Thursday, June 15, 2006

Progressive Advice

About 150 people are gathering at a Mont Tremblant resort this week to figure out how to revive Canada’s “progressive” movement.

Progressive being the word, of course, that left-wingers like to use when describing themselves as if high taxes, bigger government and less freedom is somehow progress.

Anyway, one of the organizers of this conference had an op-ed in the Globe and Mail yesterday explaining what progressives need to do to win back power.

I replied with a letter to the editor which was published today.

Here it is:

Dear Sir/Madam:

If Matt Browne and Eugene Lang really want to see a “progressive” comeback in Canada, they will have to rethink the role of government.

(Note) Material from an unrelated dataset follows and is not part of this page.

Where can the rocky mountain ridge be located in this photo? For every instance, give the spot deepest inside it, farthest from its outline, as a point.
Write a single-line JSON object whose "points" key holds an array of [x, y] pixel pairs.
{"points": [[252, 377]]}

Maybe self-styled “progressives” still see government as a “force for good in society” but an increasing number of Canadians see government as a force for something else, namely inefficiency, waste and corruption.

You won’t make inroads among these Canadians by continuing to trumpet the glories of big government.

Instead the Liberals should embrace the idea of giving Canadians the option of relying on the private sector when government isn’t working.

Why not, for instance, permit Canadians a private sector alternative to the failing government heath care monopoly?

Now that would truly be progressive.

1 comment:

Miles Lunn said...

Although a card carrying Liberal member, I don't believe bigger government is the solution to today's problems. I generally believe the free market works with off course some government intervention under certain circumstances. I also think Canadians are less concerned about the size of the government than they are about the results being delivered. In Alberta, smaller government has worked quite well, while back in the 30s, laissez faire economics didn't work well.

On the health care issue, although in theory we have a government monopoly, there are several private clinics mainly in diagnostic services, but also for orthopedics and cataract surgery where individuals can pay for faster service. I know in Ontario they are banned due to provincial law, but in Quebec there is no shortage of private clinics. Even here in British Columbia we have several and ironically over half of them opened when the NDP was in power.